Он выпалил одним духом: “А, господин судья, вы спрашивали, спал ли я той ночью в буфетной? Так я хотел сказать, что в ту ночь, с вечера, молодой барин запер дверь буфетной на ключ со стороны столовой”.
Я спросил: “А раньше он никогда не запирал эту дверь на ключ?”
“Ни-ни-ни! Никогда. А в тот раз запер, да и то, верно, думал, что я сплю, поздно уже было — но я еще не спал и слышал, как он подошел и запер. А когда отпер — того не знаю, заснул, и только под утро он меня разбудил, сказал, что хозяин помер, и дверь уж тогда открыта была”.
Так, значит, ночью по неясным причинам сын умершего запирал на ключ дверь буфетной? Что бы это значило?
“Только вы не говорите, что я сказал”.
Не зря определил я эту смерть как “внутреннюю”! Закрыли двери, чтобы никто из чужих не имел к ней доступа! Сети все больше смыкали свое кольцо, все ясней виднелась петля, затягивающаяся на шее убийцы. Но почему же вместо того, чтобы торжествовать, я только довольно глупо улыбался? Потому что — увы, приходилось это признать — не хватало чего-то по меньшей мере такого же важного, как петля на шее убийцы, а именно — петли на шее убитого. В самом деле, я перескочил загвоздку, совершил лихой кульбит и перемахнул через шею, сияющую белизной невинности, но все же невозможно вечно пребывать в состоянии оправдывающей меня эйфории. Хорошо, согласен (между нами говоря), я был взбешен, по тем или иным причинам ненависть, отвращение, обида ослепили меня, под их воздействием я настаивал на явном абсурде, это свойственно человеку, тут каждый меня поймет; однако наступит момент, когда надо будет образумиться, придет, как сказано в Писании, Судный день. И тогда… гм… я скажу: это дело рук убийцы, а труп скажет: я умер от сердечного приступа. И что тогда? Что скажет Суд?

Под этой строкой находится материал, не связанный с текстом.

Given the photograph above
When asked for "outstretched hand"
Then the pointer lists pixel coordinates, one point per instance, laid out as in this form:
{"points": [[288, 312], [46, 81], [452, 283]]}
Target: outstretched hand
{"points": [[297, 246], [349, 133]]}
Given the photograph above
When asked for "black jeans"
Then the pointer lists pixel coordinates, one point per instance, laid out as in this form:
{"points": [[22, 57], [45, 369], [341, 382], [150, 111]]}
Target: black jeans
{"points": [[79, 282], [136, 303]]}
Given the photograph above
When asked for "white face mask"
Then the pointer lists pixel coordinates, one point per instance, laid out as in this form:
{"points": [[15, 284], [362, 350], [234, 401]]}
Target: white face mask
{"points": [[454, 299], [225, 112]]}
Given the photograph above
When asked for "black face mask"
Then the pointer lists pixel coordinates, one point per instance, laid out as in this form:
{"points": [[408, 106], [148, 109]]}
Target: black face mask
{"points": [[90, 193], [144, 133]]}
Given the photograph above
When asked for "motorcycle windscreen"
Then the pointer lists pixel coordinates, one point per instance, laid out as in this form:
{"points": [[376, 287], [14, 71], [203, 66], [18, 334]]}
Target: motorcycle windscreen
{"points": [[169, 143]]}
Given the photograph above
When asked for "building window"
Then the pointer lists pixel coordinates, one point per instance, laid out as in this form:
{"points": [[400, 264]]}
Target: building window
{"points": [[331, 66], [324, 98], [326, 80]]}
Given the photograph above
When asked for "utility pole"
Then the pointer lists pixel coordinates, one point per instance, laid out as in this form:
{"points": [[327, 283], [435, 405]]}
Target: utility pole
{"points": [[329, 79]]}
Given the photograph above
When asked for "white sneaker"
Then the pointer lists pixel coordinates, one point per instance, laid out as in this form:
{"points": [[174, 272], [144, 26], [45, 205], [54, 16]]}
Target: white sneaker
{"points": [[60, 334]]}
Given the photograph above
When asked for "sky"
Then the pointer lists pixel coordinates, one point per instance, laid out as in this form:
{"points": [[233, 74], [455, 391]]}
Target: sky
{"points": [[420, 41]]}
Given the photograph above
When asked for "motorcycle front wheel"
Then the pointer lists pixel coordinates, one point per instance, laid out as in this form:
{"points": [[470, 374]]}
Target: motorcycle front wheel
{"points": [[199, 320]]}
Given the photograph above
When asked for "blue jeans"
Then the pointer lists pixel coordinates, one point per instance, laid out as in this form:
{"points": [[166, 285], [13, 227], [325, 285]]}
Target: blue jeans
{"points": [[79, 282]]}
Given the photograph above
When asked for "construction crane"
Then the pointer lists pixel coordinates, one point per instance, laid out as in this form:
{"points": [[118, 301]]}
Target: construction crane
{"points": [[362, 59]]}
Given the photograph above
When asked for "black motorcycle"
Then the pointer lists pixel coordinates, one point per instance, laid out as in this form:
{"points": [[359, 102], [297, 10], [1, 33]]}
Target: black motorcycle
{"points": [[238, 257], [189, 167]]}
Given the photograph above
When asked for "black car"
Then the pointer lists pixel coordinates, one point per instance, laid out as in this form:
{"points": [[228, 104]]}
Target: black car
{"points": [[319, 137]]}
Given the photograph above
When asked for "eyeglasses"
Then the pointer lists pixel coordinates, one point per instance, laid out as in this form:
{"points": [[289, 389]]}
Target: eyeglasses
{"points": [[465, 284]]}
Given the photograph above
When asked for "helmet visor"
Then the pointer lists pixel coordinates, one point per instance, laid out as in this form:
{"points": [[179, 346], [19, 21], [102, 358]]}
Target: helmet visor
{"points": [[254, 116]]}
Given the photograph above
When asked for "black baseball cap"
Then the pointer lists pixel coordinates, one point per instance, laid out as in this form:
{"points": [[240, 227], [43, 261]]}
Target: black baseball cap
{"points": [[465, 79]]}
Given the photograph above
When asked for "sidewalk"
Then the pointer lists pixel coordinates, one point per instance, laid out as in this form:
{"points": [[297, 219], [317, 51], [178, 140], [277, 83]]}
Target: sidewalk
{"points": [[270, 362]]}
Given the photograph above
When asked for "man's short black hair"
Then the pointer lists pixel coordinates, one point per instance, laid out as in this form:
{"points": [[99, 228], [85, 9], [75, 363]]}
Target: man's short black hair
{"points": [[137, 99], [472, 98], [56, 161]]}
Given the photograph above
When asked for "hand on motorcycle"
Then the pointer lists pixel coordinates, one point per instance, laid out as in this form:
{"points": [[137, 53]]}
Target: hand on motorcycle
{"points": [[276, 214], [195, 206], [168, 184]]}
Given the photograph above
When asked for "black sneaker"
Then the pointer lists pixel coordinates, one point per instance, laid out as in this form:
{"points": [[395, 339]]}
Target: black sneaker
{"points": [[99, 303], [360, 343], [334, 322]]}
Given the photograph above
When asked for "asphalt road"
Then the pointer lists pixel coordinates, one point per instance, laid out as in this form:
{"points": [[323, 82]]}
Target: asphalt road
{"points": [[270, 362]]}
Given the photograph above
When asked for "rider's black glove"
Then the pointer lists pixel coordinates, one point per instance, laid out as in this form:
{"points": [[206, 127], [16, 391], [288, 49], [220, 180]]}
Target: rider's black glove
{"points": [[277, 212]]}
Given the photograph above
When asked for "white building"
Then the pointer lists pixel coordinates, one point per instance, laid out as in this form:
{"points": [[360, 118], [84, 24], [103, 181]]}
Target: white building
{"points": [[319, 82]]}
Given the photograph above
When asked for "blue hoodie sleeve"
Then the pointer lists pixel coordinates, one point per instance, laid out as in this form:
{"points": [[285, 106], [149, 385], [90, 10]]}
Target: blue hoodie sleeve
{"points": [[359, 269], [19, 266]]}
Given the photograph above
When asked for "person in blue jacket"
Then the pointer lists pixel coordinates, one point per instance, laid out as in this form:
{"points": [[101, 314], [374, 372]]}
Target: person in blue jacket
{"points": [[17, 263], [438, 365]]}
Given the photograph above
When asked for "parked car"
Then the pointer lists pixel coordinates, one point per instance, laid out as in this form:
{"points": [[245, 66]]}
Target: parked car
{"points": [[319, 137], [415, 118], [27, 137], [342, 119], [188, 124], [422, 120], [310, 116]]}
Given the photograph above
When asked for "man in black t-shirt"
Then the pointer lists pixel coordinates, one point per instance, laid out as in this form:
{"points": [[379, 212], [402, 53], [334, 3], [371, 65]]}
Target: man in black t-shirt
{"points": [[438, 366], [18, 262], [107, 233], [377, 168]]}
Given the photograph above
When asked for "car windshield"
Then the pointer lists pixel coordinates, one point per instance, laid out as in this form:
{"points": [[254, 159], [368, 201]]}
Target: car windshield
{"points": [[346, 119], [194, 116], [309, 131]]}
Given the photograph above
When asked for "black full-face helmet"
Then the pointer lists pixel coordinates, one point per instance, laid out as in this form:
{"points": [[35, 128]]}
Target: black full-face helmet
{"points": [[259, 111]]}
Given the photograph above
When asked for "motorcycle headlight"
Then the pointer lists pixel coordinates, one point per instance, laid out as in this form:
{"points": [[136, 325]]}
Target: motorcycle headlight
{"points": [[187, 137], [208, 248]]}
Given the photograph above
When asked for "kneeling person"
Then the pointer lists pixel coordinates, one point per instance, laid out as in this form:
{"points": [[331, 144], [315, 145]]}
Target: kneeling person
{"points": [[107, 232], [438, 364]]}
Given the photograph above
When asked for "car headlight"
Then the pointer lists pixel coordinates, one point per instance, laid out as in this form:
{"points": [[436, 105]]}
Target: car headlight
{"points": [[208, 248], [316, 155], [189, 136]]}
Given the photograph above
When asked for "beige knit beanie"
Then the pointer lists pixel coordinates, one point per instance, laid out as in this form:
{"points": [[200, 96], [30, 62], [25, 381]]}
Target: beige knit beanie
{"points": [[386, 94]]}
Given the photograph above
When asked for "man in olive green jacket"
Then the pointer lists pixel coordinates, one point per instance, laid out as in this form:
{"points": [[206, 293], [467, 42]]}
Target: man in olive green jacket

Допустим, Суд спросит: “Вы утверждаете, что умерший был убит? На каком основании? ”
Я отвечу: “Уважаемый Суд! Его семья, его жена и дети, в частности сын, ведут себя двусмысленно, ведут себя так, будто убили его, — это не подлежит сомнению”.
“Хорошо — но каким же образом он мог быть убит, если он не убит, если судебно-медицинская экспертиза с исчерпывающей ясностью показала, что он просто умер от сердечного приступа? ”
И тотчас поднимется адвокат, наемный враль, и в длинной речи, размахивая рукавами тоги, станет доказывать, что это недоразумение, корни которого в низком уровне моего мышления, что я спутал преступление и скорбь — иными словами, то, что я принял за признаки нечистой совести, есть не что иное, как пугливость чувства, которое прячется и съеживается от холодного чужого прикосновения. И снова вернется удручающе назойливый рефрен: каким же это чудесным образом он был убит, если он вовсе не убит? Если на теле его не видно и малейших следов удушенья?